Payers not looking to favor one product.
The R&D pendulum is swinging to orphan diseases for multiple reasons. Among them, low hanging fruit for mass market diseases is largely addressed, and advances in science have increased the potential to treat once-untreatable conditions. Indeed, in 2019, FDA projected that by 2025 it would approve 10-20 cell and gene therapies a year.
With the growing volume of orphan disease treatments, an emerging issue for manufacturers is how payers can be expected to handle the second to market in the orphan space. Will payers approach the second to market as they do non-orphan conditions?
Based on past market research, the answer is “no” and, while that might not be surprising, the issues may be instructive for manufacturer planning.
Second-to-market products have greater ability to challenge the first to market for non-orphan than orphan conditions.

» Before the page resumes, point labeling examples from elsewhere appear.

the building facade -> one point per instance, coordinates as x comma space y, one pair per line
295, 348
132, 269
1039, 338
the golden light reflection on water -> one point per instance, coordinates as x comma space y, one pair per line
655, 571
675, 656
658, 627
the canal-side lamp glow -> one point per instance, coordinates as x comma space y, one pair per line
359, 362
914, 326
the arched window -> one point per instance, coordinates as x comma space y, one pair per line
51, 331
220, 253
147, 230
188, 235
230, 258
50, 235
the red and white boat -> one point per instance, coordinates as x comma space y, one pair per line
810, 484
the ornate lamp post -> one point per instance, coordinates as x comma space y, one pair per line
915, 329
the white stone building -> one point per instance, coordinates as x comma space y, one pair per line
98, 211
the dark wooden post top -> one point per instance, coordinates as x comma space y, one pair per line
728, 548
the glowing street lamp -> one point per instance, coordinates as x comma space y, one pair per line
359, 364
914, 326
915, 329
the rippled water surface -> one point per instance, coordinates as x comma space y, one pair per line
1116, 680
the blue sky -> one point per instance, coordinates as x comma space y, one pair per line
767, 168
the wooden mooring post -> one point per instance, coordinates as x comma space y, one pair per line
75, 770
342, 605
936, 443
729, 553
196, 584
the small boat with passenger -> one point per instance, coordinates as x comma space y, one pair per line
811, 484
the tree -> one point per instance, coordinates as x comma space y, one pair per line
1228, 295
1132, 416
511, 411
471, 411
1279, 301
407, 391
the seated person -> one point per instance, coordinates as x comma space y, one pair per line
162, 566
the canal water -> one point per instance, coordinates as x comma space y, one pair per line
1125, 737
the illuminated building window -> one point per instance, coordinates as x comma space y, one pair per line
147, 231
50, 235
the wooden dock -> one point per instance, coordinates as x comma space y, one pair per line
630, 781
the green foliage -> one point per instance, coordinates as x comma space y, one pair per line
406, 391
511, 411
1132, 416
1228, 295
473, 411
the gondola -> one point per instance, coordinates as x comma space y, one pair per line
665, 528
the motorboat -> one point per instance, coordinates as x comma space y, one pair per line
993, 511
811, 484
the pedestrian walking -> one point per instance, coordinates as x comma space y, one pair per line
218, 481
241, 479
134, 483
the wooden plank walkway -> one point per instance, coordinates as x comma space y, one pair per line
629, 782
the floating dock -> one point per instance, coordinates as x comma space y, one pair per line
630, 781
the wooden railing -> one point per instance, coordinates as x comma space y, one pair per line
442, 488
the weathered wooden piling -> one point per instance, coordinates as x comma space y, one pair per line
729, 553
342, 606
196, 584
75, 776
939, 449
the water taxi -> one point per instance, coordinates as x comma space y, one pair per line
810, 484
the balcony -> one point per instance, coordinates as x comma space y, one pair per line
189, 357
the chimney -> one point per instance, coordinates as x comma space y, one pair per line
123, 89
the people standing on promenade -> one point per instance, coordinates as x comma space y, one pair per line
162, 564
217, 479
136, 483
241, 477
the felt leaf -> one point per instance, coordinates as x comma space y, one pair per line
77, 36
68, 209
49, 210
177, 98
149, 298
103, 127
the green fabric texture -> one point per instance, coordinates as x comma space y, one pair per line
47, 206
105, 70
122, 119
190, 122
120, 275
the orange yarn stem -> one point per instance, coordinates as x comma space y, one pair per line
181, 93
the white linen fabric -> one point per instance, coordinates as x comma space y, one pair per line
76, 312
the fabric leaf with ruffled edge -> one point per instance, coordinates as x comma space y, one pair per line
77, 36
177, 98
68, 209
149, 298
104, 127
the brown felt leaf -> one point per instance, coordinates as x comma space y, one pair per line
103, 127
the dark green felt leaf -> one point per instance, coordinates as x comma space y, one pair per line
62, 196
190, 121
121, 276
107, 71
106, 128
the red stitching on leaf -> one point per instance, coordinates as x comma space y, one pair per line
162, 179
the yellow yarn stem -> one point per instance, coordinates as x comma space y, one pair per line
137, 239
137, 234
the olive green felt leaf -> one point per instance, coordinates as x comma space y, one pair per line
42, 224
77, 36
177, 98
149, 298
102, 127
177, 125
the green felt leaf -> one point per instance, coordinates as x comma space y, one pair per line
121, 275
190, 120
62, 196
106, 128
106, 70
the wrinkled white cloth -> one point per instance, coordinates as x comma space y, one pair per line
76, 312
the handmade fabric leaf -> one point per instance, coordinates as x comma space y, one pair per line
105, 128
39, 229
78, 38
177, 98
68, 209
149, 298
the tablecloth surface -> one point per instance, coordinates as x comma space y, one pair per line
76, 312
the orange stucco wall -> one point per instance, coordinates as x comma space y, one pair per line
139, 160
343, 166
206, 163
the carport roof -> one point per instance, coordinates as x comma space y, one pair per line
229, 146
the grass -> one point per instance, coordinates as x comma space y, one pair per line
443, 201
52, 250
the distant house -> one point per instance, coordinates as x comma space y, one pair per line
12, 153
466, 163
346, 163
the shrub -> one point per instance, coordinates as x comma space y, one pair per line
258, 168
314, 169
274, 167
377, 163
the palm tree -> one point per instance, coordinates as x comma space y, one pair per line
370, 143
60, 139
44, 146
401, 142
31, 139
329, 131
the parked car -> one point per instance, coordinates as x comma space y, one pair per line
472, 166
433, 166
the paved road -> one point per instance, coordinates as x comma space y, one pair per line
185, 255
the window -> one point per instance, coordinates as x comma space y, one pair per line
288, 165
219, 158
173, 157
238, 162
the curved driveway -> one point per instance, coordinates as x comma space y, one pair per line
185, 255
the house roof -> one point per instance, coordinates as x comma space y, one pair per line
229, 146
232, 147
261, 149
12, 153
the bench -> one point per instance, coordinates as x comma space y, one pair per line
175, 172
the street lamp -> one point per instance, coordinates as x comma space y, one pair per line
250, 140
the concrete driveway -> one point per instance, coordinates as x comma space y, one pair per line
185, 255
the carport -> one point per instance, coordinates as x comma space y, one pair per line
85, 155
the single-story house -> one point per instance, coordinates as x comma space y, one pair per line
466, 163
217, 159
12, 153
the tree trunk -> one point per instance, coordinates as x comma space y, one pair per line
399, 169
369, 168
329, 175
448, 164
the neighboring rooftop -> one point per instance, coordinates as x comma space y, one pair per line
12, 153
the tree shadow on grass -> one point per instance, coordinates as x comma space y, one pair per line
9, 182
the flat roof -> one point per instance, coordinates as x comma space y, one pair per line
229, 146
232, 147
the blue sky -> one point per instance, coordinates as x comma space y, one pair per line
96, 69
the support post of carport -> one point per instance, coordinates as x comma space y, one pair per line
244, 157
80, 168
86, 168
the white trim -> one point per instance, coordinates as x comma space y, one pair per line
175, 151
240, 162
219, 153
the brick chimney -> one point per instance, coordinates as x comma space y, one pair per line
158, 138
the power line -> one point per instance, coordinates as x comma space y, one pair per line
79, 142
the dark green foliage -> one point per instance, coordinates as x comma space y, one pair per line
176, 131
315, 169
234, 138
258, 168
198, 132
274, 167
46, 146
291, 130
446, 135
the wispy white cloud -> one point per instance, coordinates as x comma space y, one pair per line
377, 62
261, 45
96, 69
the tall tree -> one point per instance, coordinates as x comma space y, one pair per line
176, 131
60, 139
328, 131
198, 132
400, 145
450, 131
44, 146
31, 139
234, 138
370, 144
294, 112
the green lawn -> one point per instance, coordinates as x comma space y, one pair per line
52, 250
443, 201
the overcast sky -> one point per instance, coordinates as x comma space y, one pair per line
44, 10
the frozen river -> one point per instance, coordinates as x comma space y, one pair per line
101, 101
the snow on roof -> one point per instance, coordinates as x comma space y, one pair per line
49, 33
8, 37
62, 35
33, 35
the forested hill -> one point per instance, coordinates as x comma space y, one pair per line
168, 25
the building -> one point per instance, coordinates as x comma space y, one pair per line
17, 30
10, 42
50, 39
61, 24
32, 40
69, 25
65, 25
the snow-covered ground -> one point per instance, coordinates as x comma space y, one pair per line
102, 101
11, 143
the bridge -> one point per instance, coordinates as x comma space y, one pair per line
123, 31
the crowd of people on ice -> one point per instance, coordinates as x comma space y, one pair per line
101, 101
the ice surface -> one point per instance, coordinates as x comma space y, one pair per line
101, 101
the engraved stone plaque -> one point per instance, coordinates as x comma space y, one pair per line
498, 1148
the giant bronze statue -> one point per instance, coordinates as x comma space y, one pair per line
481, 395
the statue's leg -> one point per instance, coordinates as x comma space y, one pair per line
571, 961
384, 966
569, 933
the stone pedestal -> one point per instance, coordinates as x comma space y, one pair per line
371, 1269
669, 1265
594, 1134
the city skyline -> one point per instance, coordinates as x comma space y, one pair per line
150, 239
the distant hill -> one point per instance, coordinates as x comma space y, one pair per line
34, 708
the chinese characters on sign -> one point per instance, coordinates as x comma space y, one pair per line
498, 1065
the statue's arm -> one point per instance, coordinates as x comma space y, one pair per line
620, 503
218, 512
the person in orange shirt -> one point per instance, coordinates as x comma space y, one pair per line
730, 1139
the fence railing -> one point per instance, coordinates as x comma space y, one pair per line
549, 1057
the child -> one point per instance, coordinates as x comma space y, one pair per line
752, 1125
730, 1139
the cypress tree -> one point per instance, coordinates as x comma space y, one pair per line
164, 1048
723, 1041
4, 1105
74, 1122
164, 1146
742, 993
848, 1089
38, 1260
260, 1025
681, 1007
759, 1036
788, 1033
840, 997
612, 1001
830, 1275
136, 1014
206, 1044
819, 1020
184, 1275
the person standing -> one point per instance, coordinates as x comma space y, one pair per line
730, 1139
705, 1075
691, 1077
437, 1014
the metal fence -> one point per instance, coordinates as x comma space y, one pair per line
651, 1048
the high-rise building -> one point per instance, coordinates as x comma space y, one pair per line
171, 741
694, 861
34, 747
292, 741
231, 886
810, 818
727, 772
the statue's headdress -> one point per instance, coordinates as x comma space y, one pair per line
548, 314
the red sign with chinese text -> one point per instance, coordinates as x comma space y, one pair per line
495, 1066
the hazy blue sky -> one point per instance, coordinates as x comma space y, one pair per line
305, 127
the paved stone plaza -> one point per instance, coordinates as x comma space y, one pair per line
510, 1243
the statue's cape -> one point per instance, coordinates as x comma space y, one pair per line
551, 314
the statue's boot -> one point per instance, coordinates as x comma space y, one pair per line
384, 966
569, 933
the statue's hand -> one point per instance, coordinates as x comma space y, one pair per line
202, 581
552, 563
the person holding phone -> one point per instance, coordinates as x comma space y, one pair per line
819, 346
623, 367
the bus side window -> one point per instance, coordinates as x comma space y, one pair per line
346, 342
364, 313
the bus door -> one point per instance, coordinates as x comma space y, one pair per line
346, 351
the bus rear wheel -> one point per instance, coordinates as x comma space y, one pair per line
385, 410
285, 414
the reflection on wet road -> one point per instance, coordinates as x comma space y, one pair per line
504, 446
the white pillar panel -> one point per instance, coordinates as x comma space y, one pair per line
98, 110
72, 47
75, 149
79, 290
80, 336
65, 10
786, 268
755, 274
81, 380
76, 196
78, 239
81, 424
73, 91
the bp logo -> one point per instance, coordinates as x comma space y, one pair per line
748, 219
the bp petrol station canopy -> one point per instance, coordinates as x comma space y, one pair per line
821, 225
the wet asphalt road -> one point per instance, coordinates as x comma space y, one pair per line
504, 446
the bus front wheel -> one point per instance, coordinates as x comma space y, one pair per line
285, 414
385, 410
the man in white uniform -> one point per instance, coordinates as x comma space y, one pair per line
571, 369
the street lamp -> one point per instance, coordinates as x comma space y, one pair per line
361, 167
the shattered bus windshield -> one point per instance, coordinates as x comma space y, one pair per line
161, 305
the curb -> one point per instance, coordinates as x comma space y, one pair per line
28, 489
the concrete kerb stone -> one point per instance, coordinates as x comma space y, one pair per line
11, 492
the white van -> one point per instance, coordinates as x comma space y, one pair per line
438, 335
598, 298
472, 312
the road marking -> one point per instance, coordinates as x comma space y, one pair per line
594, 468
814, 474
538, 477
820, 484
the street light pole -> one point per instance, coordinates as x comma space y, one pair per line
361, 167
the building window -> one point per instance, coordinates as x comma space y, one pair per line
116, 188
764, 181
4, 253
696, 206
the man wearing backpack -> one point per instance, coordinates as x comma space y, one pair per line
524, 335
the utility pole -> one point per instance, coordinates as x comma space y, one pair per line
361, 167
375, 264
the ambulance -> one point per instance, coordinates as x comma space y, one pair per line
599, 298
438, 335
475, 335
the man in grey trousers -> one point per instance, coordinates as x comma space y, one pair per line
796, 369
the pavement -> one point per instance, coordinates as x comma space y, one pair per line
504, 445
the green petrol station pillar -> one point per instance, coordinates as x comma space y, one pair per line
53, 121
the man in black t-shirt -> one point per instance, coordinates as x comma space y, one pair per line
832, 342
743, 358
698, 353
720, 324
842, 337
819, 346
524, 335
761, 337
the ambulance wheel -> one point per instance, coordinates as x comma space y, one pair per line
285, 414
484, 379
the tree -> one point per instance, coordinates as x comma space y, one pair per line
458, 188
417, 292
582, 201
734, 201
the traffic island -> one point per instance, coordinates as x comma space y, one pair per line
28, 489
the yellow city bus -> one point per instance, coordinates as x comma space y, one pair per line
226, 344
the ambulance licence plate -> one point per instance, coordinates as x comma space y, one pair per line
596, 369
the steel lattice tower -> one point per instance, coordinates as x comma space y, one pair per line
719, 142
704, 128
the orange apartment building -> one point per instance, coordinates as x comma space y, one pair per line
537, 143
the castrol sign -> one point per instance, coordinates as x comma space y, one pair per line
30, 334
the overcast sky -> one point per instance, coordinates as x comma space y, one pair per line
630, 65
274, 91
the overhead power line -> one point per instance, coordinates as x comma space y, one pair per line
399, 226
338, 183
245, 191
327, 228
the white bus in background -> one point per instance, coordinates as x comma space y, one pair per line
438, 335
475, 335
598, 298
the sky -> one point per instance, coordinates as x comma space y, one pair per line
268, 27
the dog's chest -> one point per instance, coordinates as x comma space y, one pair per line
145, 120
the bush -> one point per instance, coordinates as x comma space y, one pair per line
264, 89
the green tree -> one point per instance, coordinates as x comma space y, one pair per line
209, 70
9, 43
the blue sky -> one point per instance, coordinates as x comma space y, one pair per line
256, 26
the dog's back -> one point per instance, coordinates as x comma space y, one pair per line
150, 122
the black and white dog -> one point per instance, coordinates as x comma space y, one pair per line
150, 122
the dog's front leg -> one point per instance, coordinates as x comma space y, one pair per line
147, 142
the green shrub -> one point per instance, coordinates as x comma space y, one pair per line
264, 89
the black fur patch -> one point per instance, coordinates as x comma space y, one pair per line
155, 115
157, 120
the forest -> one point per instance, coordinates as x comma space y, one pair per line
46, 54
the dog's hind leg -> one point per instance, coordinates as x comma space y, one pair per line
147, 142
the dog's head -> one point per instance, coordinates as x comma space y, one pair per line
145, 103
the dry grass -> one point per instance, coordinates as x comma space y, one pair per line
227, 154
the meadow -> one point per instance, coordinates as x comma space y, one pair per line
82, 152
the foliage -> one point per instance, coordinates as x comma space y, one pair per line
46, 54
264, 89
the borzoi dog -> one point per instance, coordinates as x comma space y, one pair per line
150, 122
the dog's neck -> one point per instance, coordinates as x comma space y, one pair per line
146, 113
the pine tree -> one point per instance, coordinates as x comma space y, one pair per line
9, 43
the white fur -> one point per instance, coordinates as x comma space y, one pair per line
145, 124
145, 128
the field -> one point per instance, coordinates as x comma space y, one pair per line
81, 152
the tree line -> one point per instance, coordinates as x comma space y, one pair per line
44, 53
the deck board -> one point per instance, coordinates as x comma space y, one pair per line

This does not suggest they are likely to succeed; only that payer dynamics make it possible. For orphan conditions, second to market securing preferential status appears highly unlikely. Three underlying factors stand out:
1. Surrogate markers. In the non-orphan space, surrogate markers are closer to predicting outcomes than in the orphan space. This creates the possibility for payers to favor the second to market. In addition, complexity of orphan conditions, lack of real-world experience, and competing preferences of expert clinicians prevent payers from going down that road in orphan diseases.
2. Budget impact. For non-orphan conditions, patient size allows a second to market targeting preferred position to offer a discount producing a meaningful budget impact. Given the handful of patients with orphan conditions, savings from any second-to-market discount isn’t worth the limitation payers would impose on doctors and patients.
3. Warehouse effect. For non-orphan conditions, even if large numbers of untreated patients use the first product, there should be a sizeable population for the second product. With orphan conditions, the warehouse effect heavily benefits the first to market, limiting the second to incidence of new patients.
Brand teams can anticipate that payers are naturally inclined to maintain an equal playing field for the second to market in the orphan disease space and to let manufacturers “duke it out with providers.” Research suggests that payers will manage coverage consistent with label and trial data and are unlikely to favor one product: science is too new; patient variability too likely; patient size too small; physician preference too important; and payer responsibility too great.
Assuming an equal playing field, three key business factors appear to be particularly important for the second-to-market product:
1. Trial data. Coverage typically follows trial data. Is there a gap in the first to market’s pivotal trial that second to market can address? Is it possible to target a different endpoint? Is there a way to demonstrate superior durability?
2. Parity pricing. Payer comments suggest that they do not see a pressing need for a lower price. As one person put it, “If they cost exactly the same, I’m not really increasing cost at all.” Given the tendency to not favor one product, access is unlikely to depend on a lower price.
3. Specialty pharmacy. Some specialty pharmacy attributes worth noting are: expertise in the orphan condition and drug; working effectively with charitable organizations and manufacturer free goods programs before a prior authorization (PA); handling the PA if no hub is involved; providing real-time data to the manufacturer; and a track record of maximizing adherence.
Second-to-market planning should include looking at the following factors to see if they played a role in the first to market’s performance: weakness in strategy, unanticipated problems, exaggerated clinical story, overestimated provider conviction, and flaws in specialty pharmacy performance.
The overall message for the second to market in the orphan space is that financial factors are less important than clinical in driving a successful payer strategy.